Amanda Taub says political correctness “doesn’t exist.” To which I can only ask, how would you know? I don’t understand where she gets that certainty. Is Traub under the impression that the Vox offices represents the breadth of left-wing culture? I read dozens of tweets and hot take after hot take, insisting that there’s no problem here, and it’s coming overwhelmingly from people who have no idea what they’re talking about.
Well, listen, you guys: I don’t know what to do. I am out of ideas. I am willing to listen to suggestions. What do I do, when I see so many good, impressionable young people run screaming from left-wing politics because they are excoriated the first second they step mildly out of line? Megan Garber, you have any suggestions for me, when I meet some 20-year-old who got caught in a Twitter storm and determined that she never wanted to set foot in that culture again? I’m all ears. If I’m not allowed to ever say, hey, you know, there’s more productive, more inclusive ways to argue here, then I don’t know what the fuck I am supposed to do or say. Hey, Alex Pareene. I get it. You can write this kind of piece in your sleep. You will always find work writing pieces like that. It’s easy and it’s fun and you can tell jokes and those same 200 media jerks will give you a thousand pats on the back for it. Do you have any advice for me, here, on campus? Do you know what I’m supposed to say to some shellshocked 19-year-old from Terra Haute who, I’m very sorry to say, hasn’t had a decade to absorb bell hooks? Can you maybe do me a favor, and instead of writing a piece designed to get you yet-more retweets from Weird Twitter, tell me how to reach these potential allies when I know that they’re going to get burned terribly for just being typical clumsy kids? Since you’re telling me that if I say a word against people who go nuclear at the slightest provocation, I’m just one of the Jon Chaits, please inform me how I can act as an educator and an ally and a friend. Because I am out of fucking ideas.
I know, writing these words, exactly how this will go down. I know Weird Twitter will hoot and the same pack of self-absorbed media liberals will herp de derp about it. I know I’ll get read the intersectionality riot act, even though everyone I’m criticizing here is white, educated, and privileged. I know nobody will bother to say, boy, maybe I don’t actually understand the entire world of left-wing politics because I went to Sarah Lawrence. I know that.
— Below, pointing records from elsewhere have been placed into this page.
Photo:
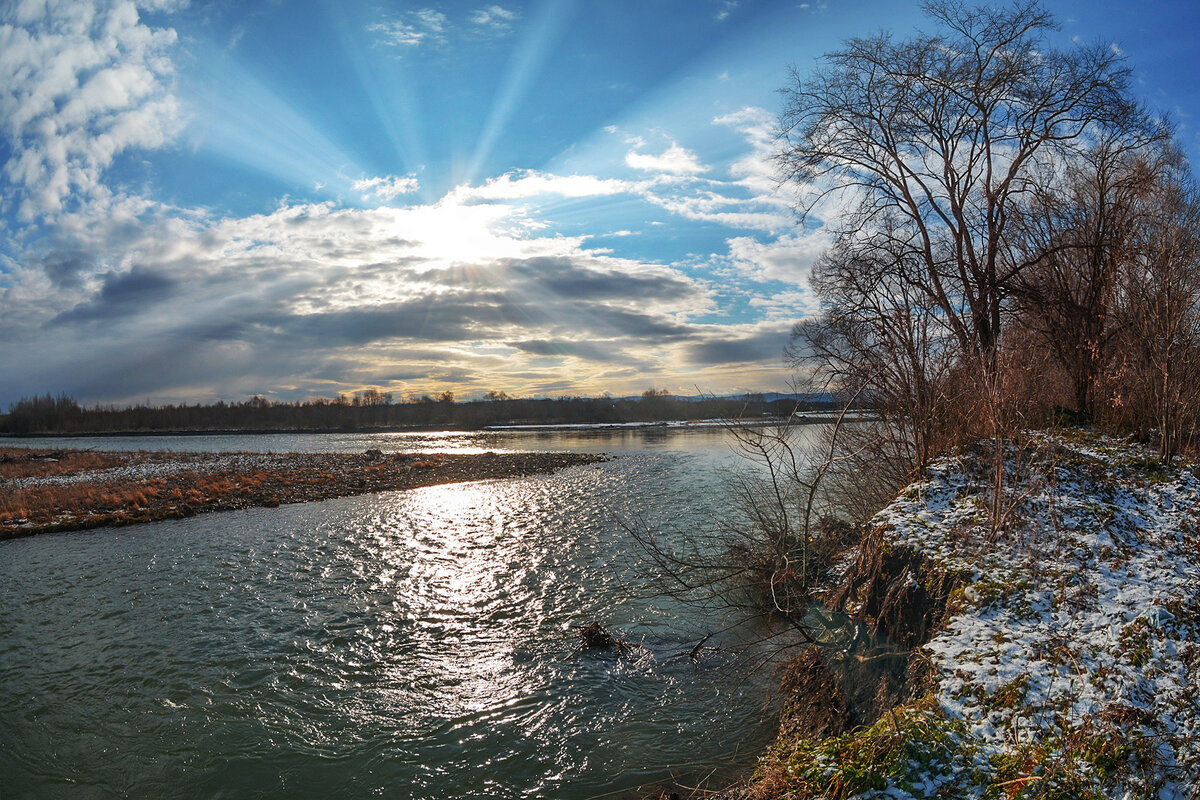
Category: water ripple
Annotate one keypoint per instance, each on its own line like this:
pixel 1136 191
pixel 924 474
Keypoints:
pixel 409 644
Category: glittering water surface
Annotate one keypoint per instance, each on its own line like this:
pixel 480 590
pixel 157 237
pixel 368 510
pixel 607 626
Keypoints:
pixel 403 644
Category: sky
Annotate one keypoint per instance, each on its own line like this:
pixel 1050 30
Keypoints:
pixel 295 198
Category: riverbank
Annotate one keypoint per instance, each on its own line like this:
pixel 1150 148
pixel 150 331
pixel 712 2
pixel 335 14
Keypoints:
pixel 45 491
pixel 1056 648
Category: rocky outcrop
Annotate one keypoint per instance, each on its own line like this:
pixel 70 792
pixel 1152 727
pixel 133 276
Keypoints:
pixel 815 705
pixel 895 590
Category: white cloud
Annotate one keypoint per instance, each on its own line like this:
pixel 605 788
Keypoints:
pixel 385 188
pixel 495 19
pixel 412 29
pixel 787 258
pixel 672 161
pixel 727 7
pixel 514 186
pixel 79 84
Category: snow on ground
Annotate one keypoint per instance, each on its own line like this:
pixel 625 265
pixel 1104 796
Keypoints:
pixel 1080 629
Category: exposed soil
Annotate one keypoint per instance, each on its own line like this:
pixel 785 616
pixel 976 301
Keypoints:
pixel 46 491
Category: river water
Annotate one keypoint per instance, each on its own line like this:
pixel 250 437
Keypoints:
pixel 408 644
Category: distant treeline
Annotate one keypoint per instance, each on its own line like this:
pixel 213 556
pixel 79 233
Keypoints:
pixel 373 410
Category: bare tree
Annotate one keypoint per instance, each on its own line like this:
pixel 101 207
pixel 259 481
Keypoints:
pixel 1157 378
pixel 1078 233
pixel 937 137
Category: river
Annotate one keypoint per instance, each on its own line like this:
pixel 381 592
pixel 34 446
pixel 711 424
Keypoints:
pixel 408 644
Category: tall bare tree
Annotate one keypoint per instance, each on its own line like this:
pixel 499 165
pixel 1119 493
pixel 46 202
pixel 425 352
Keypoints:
pixel 937 138
pixel 1078 232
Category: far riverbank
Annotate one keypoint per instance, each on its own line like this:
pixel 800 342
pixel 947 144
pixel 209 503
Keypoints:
pixel 76 489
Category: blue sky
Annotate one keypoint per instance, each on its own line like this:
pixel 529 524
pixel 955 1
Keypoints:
pixel 300 198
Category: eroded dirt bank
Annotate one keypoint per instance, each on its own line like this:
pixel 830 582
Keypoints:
pixel 1055 653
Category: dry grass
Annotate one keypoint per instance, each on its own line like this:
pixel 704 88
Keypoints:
pixel 315 476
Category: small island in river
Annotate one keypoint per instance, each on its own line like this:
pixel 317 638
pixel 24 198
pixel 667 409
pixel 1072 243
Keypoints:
pixel 46 491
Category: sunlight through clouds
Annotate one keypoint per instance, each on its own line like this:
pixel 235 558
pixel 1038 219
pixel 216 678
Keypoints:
pixel 437 196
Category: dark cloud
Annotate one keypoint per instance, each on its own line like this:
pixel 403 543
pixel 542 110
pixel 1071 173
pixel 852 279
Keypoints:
pixel 64 266
pixel 595 350
pixel 765 347
pixel 121 295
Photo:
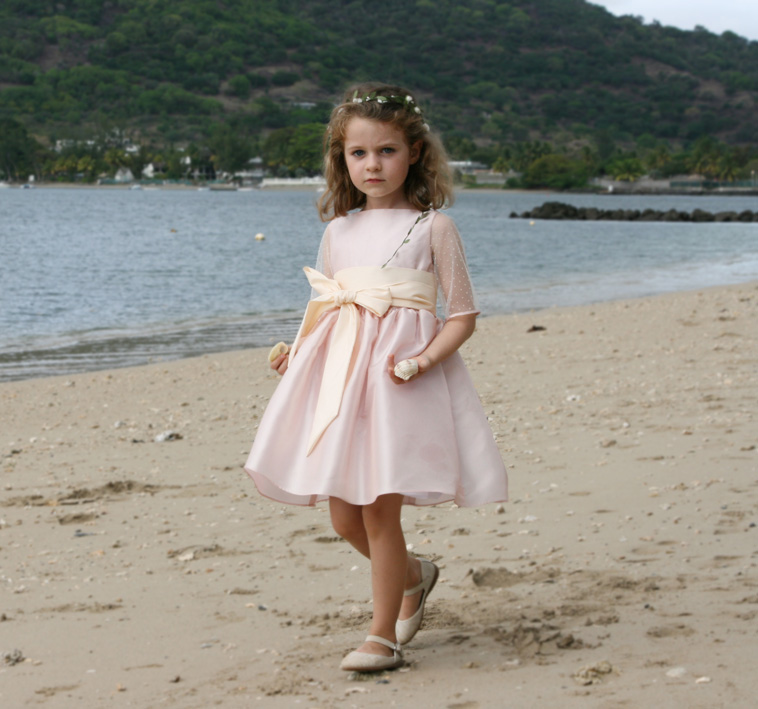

But Christ, I wish people would think outside of their social circle for 5 minutes.
Jon Chait is an asshole. He’s wrong. I don’t want these kids to be more like Jon Chait. I sure as hell don’t want them to be less left-wing. I want them to be more left-wing. I want a left that can win, and there’s no way I can have that when the actually-existing left sheds potential allies at an impossible rate. But the prohibition against ever telling anyone to be friendlier and more forgiving is so powerful and calcified it’s a permanent feature of today’s progressivism. And I’m left as this sad old 33-year-old teacher who no longer has the slightest fucking idea what to say to the many brilliant, passionate young people whose only crime is not already being perfect.